The messiah is among you… Sisters and brothers, what do you think these words mean? Was the rabbi lying? Was he only trying to get the monks to change? Or wasn’t he referring to a very deep mystery, the same mystery that we heard about in the second reading today? This is the message which was a mystery hidden for generations… and has now been revealed to the saints… The mystery is Christ among you, your hope of glory…

The mystery is Christ among you…Isn’t this what we are being reminded of today? That even though we may not seem to be able to see or hear or touch him, the Messiah is among us. Christ is among us. God is among us. And notice what happens when people become aware of God’s presence. The dying monastery becomes a life-giving oasis for the whole country. Abraham and Sarah, who are old and barren, receive the blessing of a long-awaited child, who becomes a blessing not just for his parents but for us as well. And the author of the second reading can even rejoice in his sufferings. It makes me happy to suffer for you, as I am suffering now.

This is the difference that God’s presence makes. But to experience this presence we must first learn to recognize and to receive the God who comes among us. We must learn to be good hosts to Christ our guest. Here we can learn much from the experiences of Martha and Mary and Abraham.

We know the gospel story well. Probably the first thing that strikes us is what Jesus says to Martha when she complains about her sister. Mary has chosen the better part… Does he mean that, in order to encounter God, it is better for us to pray quietly than to busy ourselves with work? Does he mean that we must all stop whatever we are doing and enter the Carmelite monastery? But surely this is not very practical. How are we to survive if no one works? How are we to eat if no one cooks?

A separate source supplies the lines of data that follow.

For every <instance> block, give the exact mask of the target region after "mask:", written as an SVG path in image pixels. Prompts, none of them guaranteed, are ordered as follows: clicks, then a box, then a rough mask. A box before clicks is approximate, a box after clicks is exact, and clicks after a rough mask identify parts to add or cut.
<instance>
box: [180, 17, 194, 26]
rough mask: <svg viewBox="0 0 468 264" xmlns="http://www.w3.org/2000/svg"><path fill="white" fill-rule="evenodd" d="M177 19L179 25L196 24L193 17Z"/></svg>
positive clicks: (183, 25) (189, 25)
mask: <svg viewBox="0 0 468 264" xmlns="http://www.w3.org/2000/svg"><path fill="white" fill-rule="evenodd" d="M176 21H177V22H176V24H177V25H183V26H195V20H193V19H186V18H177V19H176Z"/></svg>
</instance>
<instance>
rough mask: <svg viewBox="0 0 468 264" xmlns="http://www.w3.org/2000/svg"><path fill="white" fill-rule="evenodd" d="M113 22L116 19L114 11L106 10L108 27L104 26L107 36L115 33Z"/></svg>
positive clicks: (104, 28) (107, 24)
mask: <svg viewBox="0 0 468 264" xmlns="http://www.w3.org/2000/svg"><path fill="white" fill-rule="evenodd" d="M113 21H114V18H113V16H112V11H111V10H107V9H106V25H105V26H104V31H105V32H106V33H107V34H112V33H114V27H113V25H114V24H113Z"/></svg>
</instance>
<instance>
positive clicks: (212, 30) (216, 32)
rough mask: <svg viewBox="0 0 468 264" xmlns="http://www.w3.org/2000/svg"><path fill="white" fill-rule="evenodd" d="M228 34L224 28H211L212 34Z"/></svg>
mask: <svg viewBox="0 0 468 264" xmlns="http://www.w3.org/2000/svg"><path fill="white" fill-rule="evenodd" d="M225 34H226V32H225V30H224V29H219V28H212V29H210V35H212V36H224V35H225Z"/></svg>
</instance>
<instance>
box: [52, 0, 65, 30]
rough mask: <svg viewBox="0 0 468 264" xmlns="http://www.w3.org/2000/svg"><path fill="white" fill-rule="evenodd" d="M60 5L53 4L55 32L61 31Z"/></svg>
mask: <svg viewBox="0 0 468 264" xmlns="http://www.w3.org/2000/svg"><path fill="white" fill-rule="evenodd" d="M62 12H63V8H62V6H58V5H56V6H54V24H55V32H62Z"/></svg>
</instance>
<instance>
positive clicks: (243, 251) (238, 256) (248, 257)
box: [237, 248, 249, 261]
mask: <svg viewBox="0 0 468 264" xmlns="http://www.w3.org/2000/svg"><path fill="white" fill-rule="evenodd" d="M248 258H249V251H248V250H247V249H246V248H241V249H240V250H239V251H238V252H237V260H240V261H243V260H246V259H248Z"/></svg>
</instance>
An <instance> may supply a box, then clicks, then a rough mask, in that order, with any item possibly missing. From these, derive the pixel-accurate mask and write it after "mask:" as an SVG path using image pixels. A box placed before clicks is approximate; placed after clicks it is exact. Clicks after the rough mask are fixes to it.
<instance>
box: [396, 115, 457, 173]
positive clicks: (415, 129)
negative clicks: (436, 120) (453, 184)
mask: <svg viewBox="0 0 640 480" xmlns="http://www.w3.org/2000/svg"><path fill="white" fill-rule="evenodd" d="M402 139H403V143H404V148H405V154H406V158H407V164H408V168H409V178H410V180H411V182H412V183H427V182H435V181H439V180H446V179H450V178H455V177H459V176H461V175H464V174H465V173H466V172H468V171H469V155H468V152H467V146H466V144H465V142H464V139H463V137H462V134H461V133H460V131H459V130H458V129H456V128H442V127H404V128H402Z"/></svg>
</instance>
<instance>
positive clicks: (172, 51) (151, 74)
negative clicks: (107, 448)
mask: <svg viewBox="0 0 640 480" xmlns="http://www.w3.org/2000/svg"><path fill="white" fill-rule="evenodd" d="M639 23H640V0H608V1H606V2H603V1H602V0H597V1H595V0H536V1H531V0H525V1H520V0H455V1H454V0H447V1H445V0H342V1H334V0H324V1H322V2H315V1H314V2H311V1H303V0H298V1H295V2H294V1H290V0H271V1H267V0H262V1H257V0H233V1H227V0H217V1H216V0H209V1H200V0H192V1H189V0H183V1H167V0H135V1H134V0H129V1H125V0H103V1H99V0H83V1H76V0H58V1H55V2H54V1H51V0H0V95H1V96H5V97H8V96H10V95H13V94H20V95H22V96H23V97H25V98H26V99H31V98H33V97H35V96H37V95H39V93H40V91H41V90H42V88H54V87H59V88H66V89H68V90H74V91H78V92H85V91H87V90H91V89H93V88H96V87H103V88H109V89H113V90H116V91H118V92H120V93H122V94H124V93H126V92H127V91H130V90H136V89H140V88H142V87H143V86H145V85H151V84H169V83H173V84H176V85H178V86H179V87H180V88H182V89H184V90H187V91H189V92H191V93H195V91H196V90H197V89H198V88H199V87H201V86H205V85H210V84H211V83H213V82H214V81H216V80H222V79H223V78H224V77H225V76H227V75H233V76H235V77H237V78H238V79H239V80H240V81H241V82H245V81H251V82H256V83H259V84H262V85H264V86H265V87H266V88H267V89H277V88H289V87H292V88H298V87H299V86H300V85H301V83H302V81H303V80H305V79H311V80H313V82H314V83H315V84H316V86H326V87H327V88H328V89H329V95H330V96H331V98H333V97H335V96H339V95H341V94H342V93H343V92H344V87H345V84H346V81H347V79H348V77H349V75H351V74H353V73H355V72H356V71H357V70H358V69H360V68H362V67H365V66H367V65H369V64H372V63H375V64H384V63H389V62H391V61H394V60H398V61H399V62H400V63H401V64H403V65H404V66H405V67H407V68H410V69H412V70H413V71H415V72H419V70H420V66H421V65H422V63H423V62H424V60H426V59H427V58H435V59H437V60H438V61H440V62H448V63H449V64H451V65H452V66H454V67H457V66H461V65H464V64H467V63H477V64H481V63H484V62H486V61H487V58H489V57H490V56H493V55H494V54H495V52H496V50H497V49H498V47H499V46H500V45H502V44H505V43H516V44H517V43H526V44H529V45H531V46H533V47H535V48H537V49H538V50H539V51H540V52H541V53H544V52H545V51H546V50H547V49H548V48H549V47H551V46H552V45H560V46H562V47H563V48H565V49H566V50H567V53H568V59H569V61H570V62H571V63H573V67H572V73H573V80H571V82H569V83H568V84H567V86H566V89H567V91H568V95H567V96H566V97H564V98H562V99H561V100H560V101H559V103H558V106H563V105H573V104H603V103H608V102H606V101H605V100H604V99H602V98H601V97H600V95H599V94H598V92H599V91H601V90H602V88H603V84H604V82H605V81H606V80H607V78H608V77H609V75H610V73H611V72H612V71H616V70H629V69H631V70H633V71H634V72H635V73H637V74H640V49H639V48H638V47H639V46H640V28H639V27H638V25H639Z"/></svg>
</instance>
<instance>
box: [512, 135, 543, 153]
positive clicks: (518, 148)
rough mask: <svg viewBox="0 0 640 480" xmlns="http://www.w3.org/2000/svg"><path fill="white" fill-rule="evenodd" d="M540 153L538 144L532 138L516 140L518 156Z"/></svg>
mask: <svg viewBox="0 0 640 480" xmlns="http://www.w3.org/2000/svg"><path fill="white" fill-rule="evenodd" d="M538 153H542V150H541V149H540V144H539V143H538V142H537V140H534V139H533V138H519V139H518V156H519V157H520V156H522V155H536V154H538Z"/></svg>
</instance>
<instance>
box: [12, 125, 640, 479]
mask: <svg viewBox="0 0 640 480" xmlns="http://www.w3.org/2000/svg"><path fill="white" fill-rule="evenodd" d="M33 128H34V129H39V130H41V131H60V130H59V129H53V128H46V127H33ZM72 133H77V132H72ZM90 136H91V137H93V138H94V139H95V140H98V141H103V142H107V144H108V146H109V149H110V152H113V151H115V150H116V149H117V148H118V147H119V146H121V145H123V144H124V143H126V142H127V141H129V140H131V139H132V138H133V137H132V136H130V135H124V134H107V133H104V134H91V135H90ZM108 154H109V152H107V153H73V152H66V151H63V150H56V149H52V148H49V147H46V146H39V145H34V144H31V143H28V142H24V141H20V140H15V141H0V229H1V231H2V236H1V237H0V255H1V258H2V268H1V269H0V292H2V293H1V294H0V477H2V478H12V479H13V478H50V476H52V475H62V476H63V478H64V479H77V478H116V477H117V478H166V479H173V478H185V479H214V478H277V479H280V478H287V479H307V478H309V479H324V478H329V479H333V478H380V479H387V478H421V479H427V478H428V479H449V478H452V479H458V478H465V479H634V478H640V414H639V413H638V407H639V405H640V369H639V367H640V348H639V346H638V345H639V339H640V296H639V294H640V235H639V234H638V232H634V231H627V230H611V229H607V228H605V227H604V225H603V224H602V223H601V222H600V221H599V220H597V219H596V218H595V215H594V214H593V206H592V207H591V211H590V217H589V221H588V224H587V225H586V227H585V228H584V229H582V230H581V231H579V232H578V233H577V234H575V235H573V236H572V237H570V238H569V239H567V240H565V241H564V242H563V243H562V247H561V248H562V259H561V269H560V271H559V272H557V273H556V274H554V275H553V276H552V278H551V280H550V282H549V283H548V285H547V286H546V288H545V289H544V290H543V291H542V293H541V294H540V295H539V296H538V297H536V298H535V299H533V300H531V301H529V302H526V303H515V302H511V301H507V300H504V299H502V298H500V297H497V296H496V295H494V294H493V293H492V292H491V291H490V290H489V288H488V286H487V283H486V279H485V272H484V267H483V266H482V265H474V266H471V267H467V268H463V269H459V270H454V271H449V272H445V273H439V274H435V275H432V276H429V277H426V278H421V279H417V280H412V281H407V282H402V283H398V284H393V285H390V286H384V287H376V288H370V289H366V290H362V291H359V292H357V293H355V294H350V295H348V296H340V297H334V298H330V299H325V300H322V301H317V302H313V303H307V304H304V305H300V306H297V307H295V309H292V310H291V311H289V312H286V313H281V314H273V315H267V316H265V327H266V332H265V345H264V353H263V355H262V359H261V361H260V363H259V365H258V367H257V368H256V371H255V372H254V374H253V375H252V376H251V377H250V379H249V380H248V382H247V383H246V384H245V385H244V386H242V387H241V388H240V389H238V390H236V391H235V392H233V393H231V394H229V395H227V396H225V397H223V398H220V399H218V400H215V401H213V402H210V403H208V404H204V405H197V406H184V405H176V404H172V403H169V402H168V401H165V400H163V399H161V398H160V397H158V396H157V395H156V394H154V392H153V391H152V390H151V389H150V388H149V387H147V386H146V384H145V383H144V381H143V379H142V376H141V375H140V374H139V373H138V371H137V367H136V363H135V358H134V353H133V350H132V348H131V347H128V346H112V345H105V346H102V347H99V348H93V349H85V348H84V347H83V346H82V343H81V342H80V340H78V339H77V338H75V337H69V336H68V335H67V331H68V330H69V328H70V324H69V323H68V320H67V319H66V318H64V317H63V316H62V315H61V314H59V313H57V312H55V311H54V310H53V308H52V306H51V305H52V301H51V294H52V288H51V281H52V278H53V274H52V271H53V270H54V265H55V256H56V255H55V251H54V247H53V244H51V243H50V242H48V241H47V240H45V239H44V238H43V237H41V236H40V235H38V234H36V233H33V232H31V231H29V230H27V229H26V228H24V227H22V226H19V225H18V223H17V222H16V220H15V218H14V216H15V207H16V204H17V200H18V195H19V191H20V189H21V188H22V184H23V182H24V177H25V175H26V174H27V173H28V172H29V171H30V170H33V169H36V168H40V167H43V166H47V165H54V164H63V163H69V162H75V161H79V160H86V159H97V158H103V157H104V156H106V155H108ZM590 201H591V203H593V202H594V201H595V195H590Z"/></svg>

No, the problem with Martha is not that she is busy, but that she allows herself to be distracted with all the serving. She becomes too focused on herself and on what she is doing. She begins to compare herself with her sister. She forgets the real reason for her busyness. She forgets to attend to the Lord.

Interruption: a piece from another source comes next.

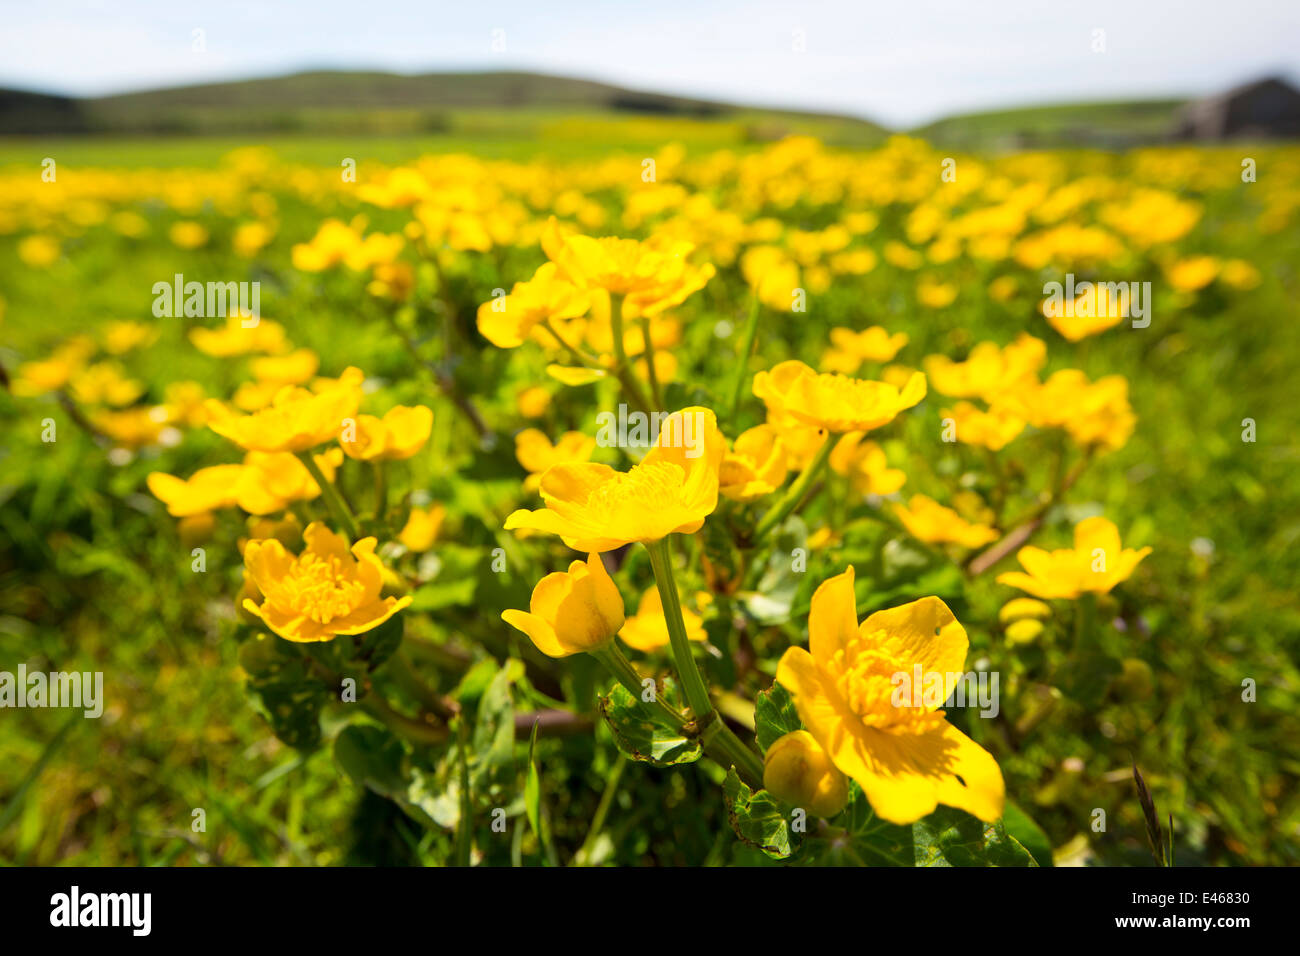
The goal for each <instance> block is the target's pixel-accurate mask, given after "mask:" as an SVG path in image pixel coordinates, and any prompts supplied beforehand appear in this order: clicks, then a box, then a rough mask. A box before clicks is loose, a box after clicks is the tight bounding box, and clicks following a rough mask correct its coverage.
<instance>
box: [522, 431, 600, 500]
mask: <svg viewBox="0 0 1300 956" xmlns="http://www.w3.org/2000/svg"><path fill="white" fill-rule="evenodd" d="M593 451H595V438H593V437H591V436H589V434H582V433H581V432H565V433H564V434H562V436H560V440H559V441H558V442H555V444H554V445H551V440H550V438H547V437H546V433H545V432H542V431H539V429H537V428H525V429H524V431H523V432H520V433H519V434H516V436H515V458H516V459H519V463H520V464H521V466H524V468H525V470H526V471H528V477H526V479H524V489H525V490H529V492H536V490H537V489H538V486H539V485H541V484H542V475H545V473H546V470H547V468H551V467H554V466H556V464H572V463H576V462H589V460H591V453H593Z"/></svg>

That this is true becomes even clearer when we consider Abraham’s experience in the first reading. We are told that the Lord appears to him during the hottest part of the day. Yet isn’t it striking how busy Abraham becomes, how fast he moves? He runs from his tent to meet the three men. He hastens back to the tent to find Sarah, and tells her to hurry to make bread. He then runs to pick a tender calf and hands it to the servant who hurries to prepare it. But unlike Martha, Abraham’s busyness doesn’t distract him. His attention, his focus, is always on his guests. Isn’t this precisely the reason why he rushes about, so that he can quickly return to wait on them? As we are told in the reading, after all the food and drink have been prepared, he remains standing near them, watching them as they eat.

In our lives too, God often comes as an unexpected guest arriving during the hottest part of the day. Sometimes God comes to us in an irritating family member or colleague. Sometimes God comes to us through various disappointments we may encounter. Whatever the case may be, it’s not always easy to keep paying attention to our guest. We may become distracted by our anger at him for not coming at the appointed time, or we may try to impress him with our cooking skills, or the beautiful things we own. And in being so distracted, we miss the blessing that God offers us.

But even so, all is not lost. When we find ourselves busy to the point of losing focus, perhaps we can learn from Martha, who even in her distraction, turns to the Lord. And although her complaint is misguided, in turning to Jesus, she receives a blessing from him. Jesus guides her back on the right path. Isn’t this also the wonderful and joyful result of that great mystery we are celebrating in this Eucharist? It is Christ among us, the divine guest, our hope of glory

Sisters and brothers, truly Christ is among us. How might we better receive him today?